The avant-garde watches from Greubel Forsey have often masked the classical watchmaking prowess underlying everything the company does. To celebrate classical and elegant watchmaking, this year Greubel Forsey introduced the Tourbillon 24 Secondes Vision.

In the past, the brand has used asymmetrical cases to showcase its striking movement and its different way of doing things, but the Tourbillon 24 Secondes Vision is for the first time placed in a classical, round, thin case.
The challenge was to find enough room in this thin case for the uniquely angled Tourbillon 24 Secondes movement. The watchmakers incorporated a dome into the sapphire crystal exhibition back to provide the extra volume needed. The manual-wind movement, made in-house by Greubel Forsey, inclines its tourbillon cage at 25 degrees, unlike most other tourbillons where the cage is completely linear. Most other tourbillons make one revolution in sixty seconds, while the tourbillon in the Vision does that revolution in 24 seconds.

Greubel Forsey

Greubel Forsey is known for its attention to detail, and this watch doesn’t disappoint. The time indication is deceptively simple, but the extra steps needed to actually produce the dial and the hands are impressive. Take the numbers and the indices for the hours – they are actually engraved into the solid gold dial, then enameled, which means a number of trips into the oven to get them to just the right color. The hands are another case in point – lance-shaped, with the hour hand skeletonized and the minute hand as thin as possible, they are still individually blued by fire and polished by hand.

Greubel Forsey

The view of the tourbillon from the dial side is partially blocked by the large bridge securing the cage, so to truly appreciate the details of the tourbillon, you have to take the watch off and admire the inner workings through the case back, with its domed crystal “light box.” Another bridge secures the backside of the tourbillon, and this bridge is more than just a simple support -- its arched and barreled surface is delicately polished by hand. Obtaining a perfectly regular reflection over the whole piece requires such expertise and experience that each bridge finished in this way is discretely signed by the craftsman-decorator who executed it. This standard of decoration is applied to all 288 parts of the movement, a Greubel Forsey hallmark. Many of the parts that are painstakingly finished will never be seen by the owner, but that’s just how Greubel Forsey does things.

With its slate of unique tourbillon movements, including the Tourbillon 24 Secondes, Greubel Forsey has both reinvigorated the complication and revolutionized it.

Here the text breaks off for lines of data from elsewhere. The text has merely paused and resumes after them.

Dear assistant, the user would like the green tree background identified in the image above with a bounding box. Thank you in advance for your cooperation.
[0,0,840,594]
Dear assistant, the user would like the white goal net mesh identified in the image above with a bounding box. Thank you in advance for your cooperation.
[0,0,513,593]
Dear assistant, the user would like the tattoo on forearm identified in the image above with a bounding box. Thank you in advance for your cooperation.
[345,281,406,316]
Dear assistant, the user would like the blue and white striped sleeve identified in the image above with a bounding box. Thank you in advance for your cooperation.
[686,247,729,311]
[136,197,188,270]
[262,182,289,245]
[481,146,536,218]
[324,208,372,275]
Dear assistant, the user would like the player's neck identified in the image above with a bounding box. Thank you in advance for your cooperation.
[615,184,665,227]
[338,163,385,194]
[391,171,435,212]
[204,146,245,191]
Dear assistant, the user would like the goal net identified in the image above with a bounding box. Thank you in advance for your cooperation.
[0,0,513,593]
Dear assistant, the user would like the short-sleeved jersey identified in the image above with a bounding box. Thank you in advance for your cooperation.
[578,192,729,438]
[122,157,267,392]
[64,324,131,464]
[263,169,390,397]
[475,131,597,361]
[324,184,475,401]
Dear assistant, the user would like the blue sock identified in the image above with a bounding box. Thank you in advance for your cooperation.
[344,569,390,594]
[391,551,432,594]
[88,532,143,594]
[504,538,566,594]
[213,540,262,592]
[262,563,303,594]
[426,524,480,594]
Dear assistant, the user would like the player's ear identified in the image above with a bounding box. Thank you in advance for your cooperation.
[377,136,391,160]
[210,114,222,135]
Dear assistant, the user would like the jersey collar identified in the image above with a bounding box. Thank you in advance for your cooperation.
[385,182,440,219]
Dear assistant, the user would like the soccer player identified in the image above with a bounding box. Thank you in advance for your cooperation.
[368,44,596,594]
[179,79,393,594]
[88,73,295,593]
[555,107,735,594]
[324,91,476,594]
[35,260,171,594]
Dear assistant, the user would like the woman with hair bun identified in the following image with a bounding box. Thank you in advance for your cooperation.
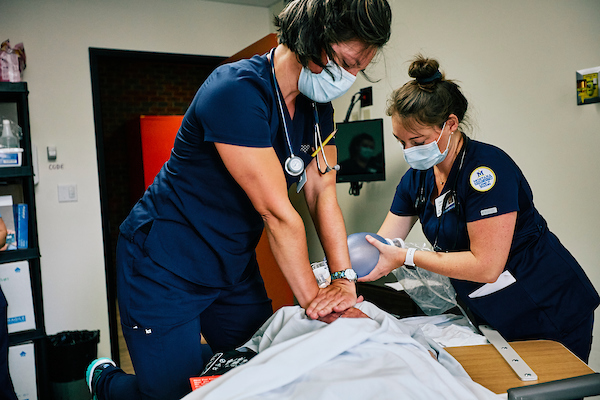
[360,55,600,362]
[86,0,391,400]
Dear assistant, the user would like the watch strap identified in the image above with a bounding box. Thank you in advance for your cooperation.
[404,247,417,267]
[331,269,356,282]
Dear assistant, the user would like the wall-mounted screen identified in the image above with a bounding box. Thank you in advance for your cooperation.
[335,118,385,182]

“For Robert Greubel and myself, from the very beginning, we started out with the conclusion that not everything had been done already, then from that statement we went into the depths of the subject, to really understand the history and confirm what we already knew, then starting from there to come back to a blank sheet of paper and develop what we have today,” says Stephen Forsey. “The only tourbillons in 1999 were miniaturized pocket watch movements, so you can understand how people said that the tourbillon was just a gadget, and from there we came with our own specific approach. This is not the easiest way to do it. If you want something simple, you don’t go too far away from the beaten track. The harder it is, the more difficult it is to get the right result.”